Au terme de cette courte réflexion, on peut souligner que le retrait de la Pologne, s’il est le fruit de paramètres nationaux particuliers- économiques comme juridiques, n’empêche pas de s’interroger quant au bien-fondé d’un brevet à effet unitaire pour les pays européens. D’autres pays européens à faible capacité d’innovation et à forte concentration de PME comme la Roumanie, la Bulgarie ou la Lettonie pourront faire les frais de cette initiative qui n’a pourtant pas suscité de débat comme en Pologne. Une autre remarque porte sur les motivations des institutions européennes, et en particulier la Commission.

Dans la perspective d’Europe 2020 et de l’objectif d’innovation, l’effet du brevet unitaire européen a peut-être été le fruit d’un cadrage idéel du débat, qui a présenté un renforcement de la propriété intellectuelle comme la meilleure voie vers l’innovation, alors même qu’il est susceptible de favoriser les situations de monopole, restreindre la compétitivité et par voie de conséquence limiter les investissements dans la recherche et le développement. Ce risque est également davantage présent du fait de la multiplication à venir des « trolls de brevets », acteurs acquérant des portefeuilles de brevets et faisant de leur exploitation (recherche d’entreprises en situation d’exploitation illégale, puis assignation en justice ou vente de la licence au prix fort) leur seule activité.

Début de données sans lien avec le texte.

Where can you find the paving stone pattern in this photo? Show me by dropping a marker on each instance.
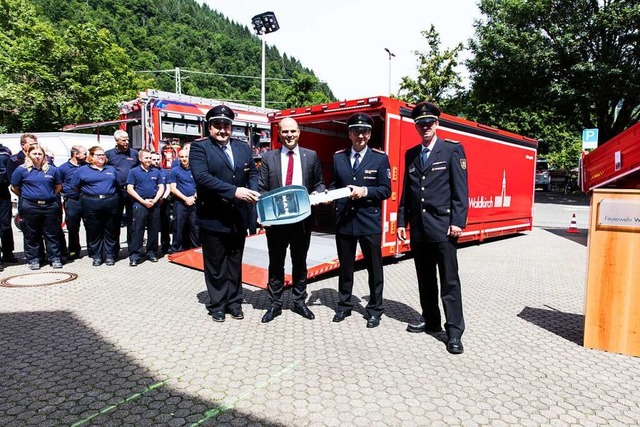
(125, 346)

Ce cadrage des institutions correspondrait à un lobbying efficace des  industries ou d’une diffusion d’une préférence dans une communauté socio-professionnelle fonctionnant en vase clos comme l’Office Européen  des Brevets. A l’heure où l’on débat, dans le cadre du TTIP, des normes à reconnaître entre les pays européens et les Etats-Unis et des accès à leurs marchés respectifs, il eut été bon de débattre d’une mesure qui favorisera tant les entreprises européennes que leurs concurrents américains.